= George Athans =

Canadian retired competitive water skier

George Athans (born 6 July 1952) is a Canadian retired competitive water skier. During his career he won 10 consecutive national titles from 1965 to 1974, the first at age 13. He has also broken 28 Canadian water skiing records. He is also in the Water Ski & Wakeboard Canada's Hall of Fame. Also known as George Athans Jr. to distinguish him from his father, Canadian Olympic Hall of Fame diver George Athans Sr.

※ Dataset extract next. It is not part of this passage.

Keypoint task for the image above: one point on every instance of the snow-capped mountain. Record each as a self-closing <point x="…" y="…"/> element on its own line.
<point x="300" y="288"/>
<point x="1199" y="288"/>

Born in Kelowna, British Columbia, Athans was a member of the Canadian water ski team from 1966 to 1974 and participated in his first world championship in 1967. Athans won the world water ski championship in 1971 and 1973 and was named Canada's male amateur athlete of the year in both of those years. At his final national championship in 1974, his closest competitor was his brother, Greg Athans. A knee injury prevented Athans from competing for the Canadian title in 1975 and he retired from competition.

During his competitive career, Athans moved to Montreal to attend Sir George Williams University. He competed in the Canadian Superstars competition in 1978 (finishing fourth) and 1979 (second). Following his retirement, Athans worked as a commentator for CBC Sports and founded Athans Communications, a video production company based in Montreal.

Athans was made a Member of the Order of Canada in 1974 and has been inducted into the Canadian Olympic Hall of Fame (1971), Canada's Sports Hall of Fame (1974), the Quebec Sports Hall of Fame (1980), the International Water Ski Federation Hall of Fame (1993), and the Water Ski and Wakeboard Canada Hall of Fame (2004).